* [PATCH] rcu: Use system_unbound_wq to avoid disturbing isolated CPUs
@ 2024-07-23 18:10 Waiman Long
2024-07-24 10:30 ` Uladzislau Rezki
` (2 more replies)
0 siblings, 3 replies; 9+ messages in thread
From: Waiman Long @ 2024-07-23 18:10 UTC (permalink / raw)
To: Paul E. McKenney, Frederic Weisbecker, Neeraj Upadhyay,
Joel Fernandes, Josh Triplett, Boqun Feng, Uladzislau Rezki,
Steven Rostedt, Mathieu Desnoyers, Lai Jiangshan, Zqiang
Cc: rcu, linux-kernel, Vratislav Bendel, Waiman Long
It was discovered that isolated CPUs could sometimes be disturbed by
kworkers processing kfree_rcu() works causing higher than expected
latency. It is because the RCU core uses "system_wq" which doesn't have
the WQ_UNBOUND flag to handle all its work items. Fix this violation of
latency limits by using "system_unbound_wq" in the RCU core instead.

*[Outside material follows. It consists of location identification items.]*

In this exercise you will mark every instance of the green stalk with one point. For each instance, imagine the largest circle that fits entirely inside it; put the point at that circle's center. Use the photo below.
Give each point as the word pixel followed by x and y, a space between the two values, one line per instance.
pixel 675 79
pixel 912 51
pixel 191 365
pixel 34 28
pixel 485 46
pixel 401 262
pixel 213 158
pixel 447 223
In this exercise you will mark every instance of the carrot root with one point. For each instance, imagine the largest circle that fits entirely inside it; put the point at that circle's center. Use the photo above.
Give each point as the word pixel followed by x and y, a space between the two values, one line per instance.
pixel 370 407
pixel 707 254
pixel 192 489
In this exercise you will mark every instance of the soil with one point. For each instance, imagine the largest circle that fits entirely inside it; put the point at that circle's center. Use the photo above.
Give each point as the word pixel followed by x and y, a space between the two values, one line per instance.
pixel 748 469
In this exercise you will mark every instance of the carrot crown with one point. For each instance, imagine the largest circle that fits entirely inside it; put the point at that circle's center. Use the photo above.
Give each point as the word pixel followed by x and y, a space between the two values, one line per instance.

This will ensure that those work items will not be run on CPUs marked
as isolated.
Beside the WQ_UNBOUND flag, the other major difference between system_wq
and system_unbound_wq is their max_active count. The system_unbound_wq
has a max_active of WQ_MAX_ACTIVE (512) while system_wq's max_active
is WQ_DFL_ACTIVE (256) which is half of WQ_MAX_ACTIVE.
Reported-by: Vratislav Bendel <vbendel@redhat.com>
Closes: https://issues.redhat.com/browse/RHEL-50220
Signed-off-by: Waiman Long <longman@redhat.com>
---
kernel/rcu/tasks.h | 4 ++--
kernel/rcu/tree.c | 8 ++++----
2 files changed, 6 insertions(+), 6 deletions(-)
diff --git a/kernel/rcu/tree.c b/kernel/rcu/tree.c
index e641cc681901..494aa9513d0b 100644
--- a/kernel/rcu/tree.c
+++ b/kernel/rcu/tree.c
@@ -3539,10 +3539,10 @@ schedule_delayed_monitor_work(struct kfree_rcu_cpu *krcp)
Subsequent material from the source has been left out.